どうぞ見ていってね、の町
高知県黒潮町は、名前のとおり黒潮をのぞむ海辺のまちです。
高知空港から車で2時間もかかります。
「土佐くろしお鉄道」という電車は通っていますが、
1時間に1本の特急でも2時間弱。
高速道路は通っていません。
カツオの一本釣りで有名な船団が出航する港があり、
遠洋漁業の漁師さんが昔から、多い町です。
↓漁師さんが作ってくれたカツオのたたきを食べました
黒潮町の隣には、四国有数の観光スポット
「四万十川」を要する「四万十市」があります。
四万十川めがけた観光客が
素通りしてしまいがちな町です。
おそらくこれを読んでいる人も、
四万十川に比べると知らない人が多そうな町です。
「るるぶ」などの旅行ガイドブックを見ても、ほとんど表紙は
「四万十」。
「黒潮」という文字は見当たりません。
ところがです。
「黒潮町に取材にきました」と町の人に言うと、
「ええっ!?」とか、「なんで!?」という人は全くいません。
「町をじっくり見ていってください」
という人ばかりです。
喫茶店のマスターも、ガソリンスタンドのおじちゃんも、
道を教えてくれた小学生も、どこか自信がある風にそう言います。
町の人は隣にある観光名所「四万十川」にまったく嫉妬していません。
コンプレックスがなさそうなんです。
いっぽうの、わたしはコンプレックスのかたまりでした。
トーキョーコンプレックスです。
わたしは埼玉県で生まれ育ちました。
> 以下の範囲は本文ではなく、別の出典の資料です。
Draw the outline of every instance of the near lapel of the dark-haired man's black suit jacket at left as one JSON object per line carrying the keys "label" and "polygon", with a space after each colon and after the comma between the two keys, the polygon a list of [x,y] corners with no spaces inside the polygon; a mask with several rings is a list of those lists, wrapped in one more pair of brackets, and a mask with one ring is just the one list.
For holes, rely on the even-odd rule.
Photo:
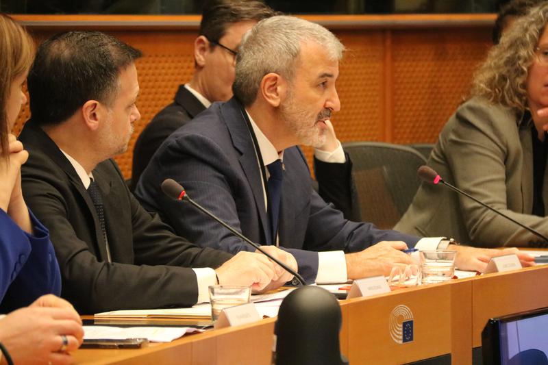
{"label": "near lapel of the dark-haired man's black suit jacket at left", "polygon": [[[27,129],[27,133],[25,133],[25,129]],[[40,126],[32,123],[32,120],[25,123],[23,132],[21,133],[25,133],[25,138],[27,138],[29,144],[34,144],[37,147],[39,146],[39,148],[62,169],[66,176],[69,177],[70,184],[73,186],[73,188],[75,188],[75,190],[77,190],[79,197],[86,204],[85,207],[80,206],[79,208],[82,210],[87,209],[88,213],[93,218],[93,225],[95,227],[95,239],[96,242],[98,242],[97,249],[99,249],[101,260],[106,262],[108,257],[106,251],[106,242],[103,238],[103,231],[101,231],[101,223],[99,223],[99,218],[97,217],[95,205],[93,205],[93,201],[88,194],[88,190],[84,188],[84,184],[82,184],[82,180],[76,173],[73,165],[65,157],[57,144],[55,144],[55,142],[53,142],[53,140],[49,138],[49,136],[45,133],[45,131],[42,130],[42,128],[40,128]],[[95,176],[95,171],[93,172],[93,174]],[[99,184],[99,181],[97,181],[97,184]],[[103,191],[105,193],[110,192],[110,187],[105,187],[105,184],[99,184],[99,188],[101,189],[101,193],[103,193]],[[77,201],[78,199],[75,200]],[[105,196],[103,196],[103,201],[104,200]]]}

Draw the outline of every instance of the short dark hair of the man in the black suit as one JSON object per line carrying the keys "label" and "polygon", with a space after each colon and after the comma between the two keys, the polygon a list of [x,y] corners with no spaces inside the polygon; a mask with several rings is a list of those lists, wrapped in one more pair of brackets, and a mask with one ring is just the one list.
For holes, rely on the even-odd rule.
{"label": "short dark hair of the man in the black suit", "polygon": [[141,55],[101,32],[66,32],[49,38],[38,47],[27,79],[33,121],[62,123],[88,100],[110,105],[119,92],[121,69]]}

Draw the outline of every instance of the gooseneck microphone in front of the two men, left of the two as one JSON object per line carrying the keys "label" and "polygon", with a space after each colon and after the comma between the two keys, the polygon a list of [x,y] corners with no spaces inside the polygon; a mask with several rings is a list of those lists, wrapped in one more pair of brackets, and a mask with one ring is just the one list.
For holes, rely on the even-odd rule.
{"label": "gooseneck microphone in front of the two men, left of the two", "polygon": [[273,257],[272,255],[270,255],[266,251],[263,251],[259,244],[256,244],[255,242],[251,241],[246,236],[240,234],[240,232],[236,231],[236,229],[230,227],[229,225],[227,225],[227,223],[221,221],[221,218],[217,217],[215,214],[213,214],[212,212],[207,210],[205,207],[202,207],[201,205],[199,205],[198,203],[196,203],[195,201],[190,199],[190,197],[188,197],[188,195],[186,194],[186,191],[184,190],[184,188],[177,181],[175,181],[173,179],[165,179],[164,182],[162,182],[162,191],[164,192],[164,194],[166,194],[168,197],[170,197],[172,199],[179,200],[179,201],[188,201],[188,203],[194,205],[199,210],[201,210],[201,212],[207,214],[208,216],[213,218],[215,221],[217,221],[219,224],[221,224],[223,227],[225,227],[226,229],[231,231],[232,234],[234,234],[238,238],[241,238],[245,242],[251,244],[251,246],[255,247],[258,251],[260,251],[264,255],[266,255],[266,257],[269,257],[270,260],[272,260],[273,262],[275,262],[279,266],[282,266],[282,268],[284,268],[284,270],[286,270],[291,275],[295,276],[295,278],[299,281],[299,283],[302,286],[306,286],[306,283],[304,282],[303,277],[301,277],[301,275],[299,275],[299,273],[296,273],[294,270],[292,270],[286,264],[284,264],[283,262],[280,262],[279,260],[277,260],[277,258]]}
祖父母も皆、埼玉県。
でも、埼玉への愛着はずっと、何もなくて、
何かというと「埼玉には何もないんですよ」とか、
「買い物は東京に行くしかないよね」とか、言っていました。
おそらく、取材でも来たら「なんでですか?」と
言ってしまうでしょう。
黒潮町民の、その自信はどこからくるのか。